By Kyle Benjamin, kbenjamin@wcyb.com
Published On: Jun 14 2013 05:13:33 PM CDT
Updated On: Jun 14 2013 04:31:53 PM CDT

If you hear a rumble in the Tri-Cities this weekend, there's a good chance you're near Thunder Valley.

BRISTOL, Tenn. -

If you hear a rumble in the Tri-Cities this weekend, there's a good chance you're near Thunder Valley.

The drag strip is earning its name again this weekend as the National Hot Rod Association takes over Bristol. We were at the track all day Friday taking in the spectacle that is the Ford NHRA Thunder Valley Nationals.

More than 300 cars and drivers taking on the twin thousand-foot lanes are here this weekend, and people from all over the country have driven in to see the action.

In between the mountains, it's unlike anything else you'll see at any other drag strip.
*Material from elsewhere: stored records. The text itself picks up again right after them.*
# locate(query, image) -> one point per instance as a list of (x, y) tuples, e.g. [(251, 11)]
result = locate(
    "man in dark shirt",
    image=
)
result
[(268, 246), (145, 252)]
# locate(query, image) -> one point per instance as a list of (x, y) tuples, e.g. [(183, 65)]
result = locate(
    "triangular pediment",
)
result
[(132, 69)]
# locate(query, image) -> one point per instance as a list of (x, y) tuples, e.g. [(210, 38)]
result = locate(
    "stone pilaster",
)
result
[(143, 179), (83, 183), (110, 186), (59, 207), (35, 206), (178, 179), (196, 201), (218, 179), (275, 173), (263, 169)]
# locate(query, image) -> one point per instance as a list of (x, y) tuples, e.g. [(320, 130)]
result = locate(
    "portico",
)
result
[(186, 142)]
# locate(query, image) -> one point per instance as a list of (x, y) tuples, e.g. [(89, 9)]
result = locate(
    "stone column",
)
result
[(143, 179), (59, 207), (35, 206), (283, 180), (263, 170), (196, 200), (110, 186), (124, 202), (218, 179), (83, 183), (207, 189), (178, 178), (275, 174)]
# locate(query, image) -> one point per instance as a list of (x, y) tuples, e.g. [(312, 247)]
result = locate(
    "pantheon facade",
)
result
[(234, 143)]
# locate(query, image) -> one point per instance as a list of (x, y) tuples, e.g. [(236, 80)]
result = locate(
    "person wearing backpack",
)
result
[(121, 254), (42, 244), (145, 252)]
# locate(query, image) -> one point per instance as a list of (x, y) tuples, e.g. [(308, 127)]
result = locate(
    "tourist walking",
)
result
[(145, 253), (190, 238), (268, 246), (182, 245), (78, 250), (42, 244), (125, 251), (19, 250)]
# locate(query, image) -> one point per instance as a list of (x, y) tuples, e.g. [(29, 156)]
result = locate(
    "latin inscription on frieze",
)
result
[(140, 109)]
On two ribbons of rubber-coated tarmac, cars that burn nitro methane hit 315 miles an hour in four seconds, sending shockwaves of sound that bounce off the mountains.

It's what brought Raymond and Deborah Geoffory to town. "We love drag racing," Deborah said. "Its about a 10-hour drive, and we will travel that far to see a drag race."

It's their third trip in four years. They say they're drawn by the speed and constant action. "You don't take two hours to find out who your winner is on each pass," Raymond said.

It's much different from the 500-lap Sprint Cup races that made Bristol famous at the next-door Bristol Motor Speedway.

It's a unique experience on all its own according to Bristol Dragway Director Brandon Cross. "After they get done running, you get out of our seats and go walk through the pits. You watch these guys rebuild the motor," he told us.

It's access average fans can't get at a NASCAR event, but comes with a ticket to this weekend. Fans can walk right up to a team's garage stall and watch them turn the wrenches and meet the drivers.

"At the end of the day, the drivers are absolutely fantastic about coming up and singing and being a part of the experience," said fan Larry Patton from Draper, Virginia. "That means a whole, whole lot."